Performance Replication, on the other hand, is a way to extend Vault services to additional regions, or even on-premises, and have the cluster service its local clients. Similar to DR Replication, Performance Replication mirrors the configuration and static secrets from the primary cluster, however, it does not replicate the tokens and leases, requiring local clients to authenticate with the local cluster to obtain leases and tokens. Performance Replication also detects any writes to Vault and forwards them to the Primary cluster. The resulting benefit is a local Vault cluster that can service all Vault reads, allowing faster queries and less network traffic between regions. From an AWS perspective, Performance Replication is generally used to extend Vault functionality across accounts, VPCs, or regions for high availability or to provide scale-out capacity for any heavy read workloads. Reduced network traffic between regions and VPCs, especially through a transit VPC, can reduce outbound network charges on monthly AWS bills. Design considerations for Performance Replication include:
- Place Performance Replicated clusters near applications that it will service (i.e., same region, same VPC, same Availability Zones, etc.).

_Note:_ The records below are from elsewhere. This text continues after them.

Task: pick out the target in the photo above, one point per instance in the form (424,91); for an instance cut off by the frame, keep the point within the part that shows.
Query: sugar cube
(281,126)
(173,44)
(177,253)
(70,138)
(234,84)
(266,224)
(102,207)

- A separate Route53 DNS should be used for communication to the Performance Replicated cluster and should be used heavily by applications needing read-only access.
- To reduce outbound network traffic, use Mount Filters to limit the secrets that need to be replicated to the secondary cluster, where applicable. Mount Filters can be used to satisfy GDPR requirements as well.
- Performance Replicated clusters require appropriate access across the AWS infrastructure to create dynamic secrets, communicate with AWS APIs, and access additional resources for all secret engines enabled.
Last but not least, HashiCorp recently released functionality for Performance Standby nodes. Similar to Performance Replication clusters, Performance Standby nodes can locally service read-only requests to clients while transparently forwarding write-requests to the Primary. Within AWS, this can be used to easily horizontally scale read-only requests rather than having to scale-up the primary node. A few design practices to consider when deploying Performance Standby nodes:
- Provision Performance Standby nodes as close to the application it will be servicing (same subnet, same VPC, same Availability Zone, same region).
- Create separate Route53 DNS record to direct read heavy applications to use the Performance Standby nodes. An alternative would be to build logic into the application to use the Performance Standby for reads and the primary cluster address for writes or updates.
- Performance Standbys are still Standby nodes, therefore provision in Availability Zones where existing nodes do not reside, where applicable.
While ensuring Vault services are highly available, it’s equally as important to ensure the storage backend is highly available as well. Many of the same practices listed above should also be used to provision HashiCorp Consul across multiple regions, accounts, VPCs, and subnets to ensure its availability. In addition, architects can make use of Consul Enterprise features such as Redundancy Zones and Enhanced Read Scalability to help ensure Consul is always available in the event of Availability Zone or Regional failure. Using AWS best practices for high availability, along with knowledge on HashiCorp Vault and Consul, it’s simple to see how the combination of AWS services and Vault Enterprise features can be used to ensure Vault is highly available to the organization as it becomes a critical service to the IT organization.